Silver Bullets and Easy Answers -- Always Appealing
While in Boston, I’m getting the chance to sit in on some sessions of an MIT Seminar in Healthcare Systems Innovation.
Today, the session that focused a lot of Lean as a means to improve quality and cost. Lean is the focus of a few class sessions, including guest lectures from MIT’s Deborah Nightingale and Steve Spear. It’s great that Lean is being given such attention.
The professor made a great point that no single solution, Lean or otherwise is a silver bullet. Complex systems require complex solutions. He’s right. I agree that Lean is not the ONLY systemic change that’s required in healthcare.
He brought up an interesting point — one reason that any organization struggles to “become Lean” is that they are often just copying Toyota too literally instead of thinking for themselves.

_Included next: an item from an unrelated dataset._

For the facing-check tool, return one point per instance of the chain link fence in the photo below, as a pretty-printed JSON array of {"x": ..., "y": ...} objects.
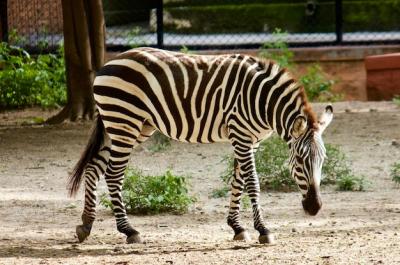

Even Toyota does “un-Toyota-like” things when it makes sense — like adding buffers in the middle of a long assembly line so one andon-related stoppage does not stop the entire line.
The real key to TPS seems to be developing problem solvers — as some hospitals are aiming for, a culture of everybody solving problems and improving every day.
Will you get that by copying? Probably not.
The professor then placed blame on consultants for selling a cookbook-like Gospel According to Toyota. Easy answers and rules to blindly follow.
I spoke up and asked, “Doesn’t the client take some responsibility for WANTING easy answers, silver bullets, and 90 day paths to ‘being Lean’ without wanting to think?”
We agreed that the consultant (a good one) has an obligation to inform the client that they can’t get Lean in 90 days, that there are no easy answers. But some consultants are happy to sell cookbooks and easy answers.
It’s a chicken and egg problem — who is to blame? The consultant, or the client, or both? What is your experience with this, from either side of the equation?
p.s. Maybe this is a trick question, since this blog tries to be a “no blame culture”???
GeoMSagen commented:
Sometimes, I think, they don't even actually want a real answer, they just want to show evidence to their management that they "did" Lean or 6-Sigma so they can check it off their list. Pretty cynical, I guess.
Steve Dudley commented:
Mark, good points and nice topic. I agree there are numerous "cookie cutter" approaches to Lean and ISO too. There are no quick fixes. Doing it right means hard work and continuous improvement.